一期治癒(primary wound healing / healing by first intention)とは、創縁が密着した状態で進行する創傷治癒の形式をいう。「first intention」はJohn Hunter(18世紀)に由来する外科的概念である。縫合や接着により創面同士が直接接合されるため、肉芽組織の形成は最小限にとどまり、治癒期間が短く瘢痕も小さい。口腔外科・歯周外科・インプラント手術において目指すべき治癒形態であり、創の一次閉鎖(primary closure)が達成されることが前提条件となる。治癒過程では創閉鎖後まず血餅が形成され、48〜72時間以内に上皮細胞の遊走が開始し、1〜2週で上皮の連続性が回復する。結合組織のリモデリングには数週〜数か月を要する。

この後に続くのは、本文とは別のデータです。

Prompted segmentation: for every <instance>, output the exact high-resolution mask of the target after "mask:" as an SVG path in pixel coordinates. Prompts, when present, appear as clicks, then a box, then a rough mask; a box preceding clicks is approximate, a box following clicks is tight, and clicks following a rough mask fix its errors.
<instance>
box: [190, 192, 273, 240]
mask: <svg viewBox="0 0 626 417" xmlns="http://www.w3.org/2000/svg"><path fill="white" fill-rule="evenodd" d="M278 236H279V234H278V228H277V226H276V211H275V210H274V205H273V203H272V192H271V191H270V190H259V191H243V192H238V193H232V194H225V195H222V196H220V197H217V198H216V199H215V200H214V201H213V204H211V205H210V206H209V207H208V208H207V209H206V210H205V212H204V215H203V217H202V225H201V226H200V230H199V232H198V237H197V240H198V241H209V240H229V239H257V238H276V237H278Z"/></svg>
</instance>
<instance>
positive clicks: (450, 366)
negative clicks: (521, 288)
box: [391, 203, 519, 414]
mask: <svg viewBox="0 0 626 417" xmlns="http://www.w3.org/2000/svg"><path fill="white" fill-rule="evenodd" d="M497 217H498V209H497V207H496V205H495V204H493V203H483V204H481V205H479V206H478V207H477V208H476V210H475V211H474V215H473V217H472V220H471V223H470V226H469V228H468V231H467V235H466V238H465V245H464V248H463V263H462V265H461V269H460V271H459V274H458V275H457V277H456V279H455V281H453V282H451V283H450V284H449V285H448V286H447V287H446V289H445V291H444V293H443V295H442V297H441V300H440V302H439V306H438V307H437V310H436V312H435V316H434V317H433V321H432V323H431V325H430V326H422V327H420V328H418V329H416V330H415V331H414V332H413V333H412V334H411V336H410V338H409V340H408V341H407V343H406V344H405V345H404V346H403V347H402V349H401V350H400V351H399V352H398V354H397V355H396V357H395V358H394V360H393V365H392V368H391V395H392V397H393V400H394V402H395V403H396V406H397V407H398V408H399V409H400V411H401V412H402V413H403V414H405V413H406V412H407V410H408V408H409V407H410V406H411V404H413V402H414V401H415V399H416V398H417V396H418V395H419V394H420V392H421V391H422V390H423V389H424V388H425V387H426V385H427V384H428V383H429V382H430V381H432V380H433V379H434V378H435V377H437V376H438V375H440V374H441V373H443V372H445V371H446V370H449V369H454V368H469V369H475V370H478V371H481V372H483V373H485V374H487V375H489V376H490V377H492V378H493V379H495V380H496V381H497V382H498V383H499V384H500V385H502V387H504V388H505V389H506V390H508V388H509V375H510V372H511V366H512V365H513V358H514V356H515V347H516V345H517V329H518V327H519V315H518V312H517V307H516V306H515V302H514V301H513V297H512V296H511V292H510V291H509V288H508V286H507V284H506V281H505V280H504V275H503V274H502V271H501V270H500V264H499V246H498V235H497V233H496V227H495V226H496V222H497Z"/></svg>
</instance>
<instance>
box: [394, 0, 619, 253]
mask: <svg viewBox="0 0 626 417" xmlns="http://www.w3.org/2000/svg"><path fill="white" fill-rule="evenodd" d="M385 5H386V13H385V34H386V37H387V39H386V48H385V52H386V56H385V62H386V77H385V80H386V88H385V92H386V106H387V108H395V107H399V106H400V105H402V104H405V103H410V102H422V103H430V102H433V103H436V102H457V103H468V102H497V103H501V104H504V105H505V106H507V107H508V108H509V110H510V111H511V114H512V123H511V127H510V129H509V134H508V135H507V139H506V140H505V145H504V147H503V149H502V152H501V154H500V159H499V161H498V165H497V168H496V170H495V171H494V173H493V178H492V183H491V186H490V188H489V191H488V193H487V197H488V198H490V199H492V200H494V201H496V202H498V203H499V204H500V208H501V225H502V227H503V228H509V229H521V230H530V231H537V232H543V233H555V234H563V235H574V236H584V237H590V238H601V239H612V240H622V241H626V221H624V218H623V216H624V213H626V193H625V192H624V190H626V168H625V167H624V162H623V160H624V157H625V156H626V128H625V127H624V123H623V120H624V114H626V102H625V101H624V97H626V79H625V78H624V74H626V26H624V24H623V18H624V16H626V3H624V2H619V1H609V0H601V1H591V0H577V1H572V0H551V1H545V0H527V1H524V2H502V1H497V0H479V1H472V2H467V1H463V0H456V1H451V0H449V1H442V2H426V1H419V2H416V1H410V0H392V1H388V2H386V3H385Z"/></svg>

一期治癒の達成には、①創縁の正確な対合、②適切な縫合による張力のない閉鎖、③十分な血液供給、④感染の制御が不可欠である。歯周外科ではフラップの十分な可動化と減張切開により無張力閉鎖を図る。インプラント手術後の軟組織閉鎖において一期治癒が得られない場合、GBR膜の露出や感染リスクが増大する。一期治癒が期待できない場合(組織欠損が大きい、感染創など)は二期治癒に委ねる。抜歯窩は一般に二期治癒の経過をたどるが、フラップで完全閉鎖した場合は一期治癒に準じた経過をとる。臨床的には術後1週の抜糸時に創縁の癒合と上皮化の程度で治癒形態を評価する。
二期治癒(secondary wound healing / healing by second intention):創縁が離開した状態で、肉芽組織の形成→収縮→上皮化により治癒が進行する。治癒に時間がかかり瘢痕が大きい。抜歯窩の治癒が代表例である。三期治癒(tertiary wound healing / delayed primary closure):感染創をいったん開放し、感染制御後に二次的に縫合閉鎖する治癒形式。一次閉鎖(primary closure):創を縫合により閉鎖する手技そのものを指し、一期治癒はその結果として生じる治癒形態を指す。